I’m very chuffed to have provided Steve Tidball of Vollebak UK with some evidence-based high visibility colour insight.
London-based start-up Vollebak is a cutting edge, experimental adventure brand that creates adventure sports clothing using insights and discoveries from diverse fields such as neuroscience, physiology, material technology and space exploration…and evidence-based colour research.
Vollebak released High Visibility Nano 555 in 2017, which is ideal for urban environments. Its bright green contrasts and visually stands out amongst contextual colour in these environments. Nano 555 is highly visible when there is a preponderance of varying or contrasting hues such as blues, greys, browns plus reds in terms of stone, asphalt, signage, etc.
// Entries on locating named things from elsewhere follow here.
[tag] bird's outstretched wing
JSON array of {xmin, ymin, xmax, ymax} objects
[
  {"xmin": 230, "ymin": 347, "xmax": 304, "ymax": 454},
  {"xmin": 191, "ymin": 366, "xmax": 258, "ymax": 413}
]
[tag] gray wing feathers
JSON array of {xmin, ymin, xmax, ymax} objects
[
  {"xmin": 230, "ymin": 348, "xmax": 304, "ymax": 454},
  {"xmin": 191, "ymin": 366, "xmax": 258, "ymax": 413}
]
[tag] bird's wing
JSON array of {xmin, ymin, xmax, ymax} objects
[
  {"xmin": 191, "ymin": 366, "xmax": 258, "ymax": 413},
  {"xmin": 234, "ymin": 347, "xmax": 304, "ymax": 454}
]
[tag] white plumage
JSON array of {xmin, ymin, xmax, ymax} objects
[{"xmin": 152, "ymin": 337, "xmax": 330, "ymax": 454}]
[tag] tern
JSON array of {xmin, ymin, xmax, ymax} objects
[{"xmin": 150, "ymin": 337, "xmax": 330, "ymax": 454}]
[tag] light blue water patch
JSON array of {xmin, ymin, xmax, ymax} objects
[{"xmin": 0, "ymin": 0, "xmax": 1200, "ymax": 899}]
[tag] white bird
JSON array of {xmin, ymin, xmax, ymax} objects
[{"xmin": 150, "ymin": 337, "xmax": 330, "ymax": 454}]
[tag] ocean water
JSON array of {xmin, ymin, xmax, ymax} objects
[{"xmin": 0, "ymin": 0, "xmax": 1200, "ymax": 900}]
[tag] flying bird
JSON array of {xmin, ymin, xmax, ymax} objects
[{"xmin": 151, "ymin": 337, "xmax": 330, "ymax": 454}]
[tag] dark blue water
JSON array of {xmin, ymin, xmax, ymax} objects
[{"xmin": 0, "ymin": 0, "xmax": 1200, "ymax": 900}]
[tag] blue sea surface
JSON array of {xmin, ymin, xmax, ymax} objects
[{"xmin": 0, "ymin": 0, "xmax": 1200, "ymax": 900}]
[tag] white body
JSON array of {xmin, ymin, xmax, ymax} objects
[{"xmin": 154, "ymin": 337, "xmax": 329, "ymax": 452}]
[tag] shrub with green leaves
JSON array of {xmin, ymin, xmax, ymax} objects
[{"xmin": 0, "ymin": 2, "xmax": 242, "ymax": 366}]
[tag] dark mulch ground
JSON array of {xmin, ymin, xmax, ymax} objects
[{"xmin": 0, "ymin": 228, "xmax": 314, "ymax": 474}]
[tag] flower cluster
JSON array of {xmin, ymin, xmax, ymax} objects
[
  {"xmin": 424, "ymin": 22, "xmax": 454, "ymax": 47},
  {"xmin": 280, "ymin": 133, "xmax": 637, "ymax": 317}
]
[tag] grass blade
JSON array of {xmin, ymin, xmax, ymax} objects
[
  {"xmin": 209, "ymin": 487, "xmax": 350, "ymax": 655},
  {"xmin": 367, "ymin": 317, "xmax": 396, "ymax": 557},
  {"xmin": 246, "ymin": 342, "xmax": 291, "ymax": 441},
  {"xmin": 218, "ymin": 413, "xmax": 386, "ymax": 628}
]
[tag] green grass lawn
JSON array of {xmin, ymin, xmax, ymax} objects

For rural environments and trekking or hiking, I recommended Nano 640 (bright scarlet red) which is highly visible in these environments because of the relative lack of bright red objects. Bright scarlet red contrasts with the green and blue hues of a rural landscape – green foliage, brown/blue stone, brown/green trees, blue rivers/sky, grey mist and fog, etc. Bright scarlet red is a highly visible colour at sea and especially in fog and mist, and has traditionally been used for this reason in lighthouses for centuries. In addition, bright red has attentional advantage. That is, we are hard-wired to notice bright red due to it’s link with blood, danger, etc.
High visibility colour represents a disruptive colour relative to surrounding colour. The effectiveness of disruption relies on strong hue, saturation and tonal value contrast between object colour and contextual colour.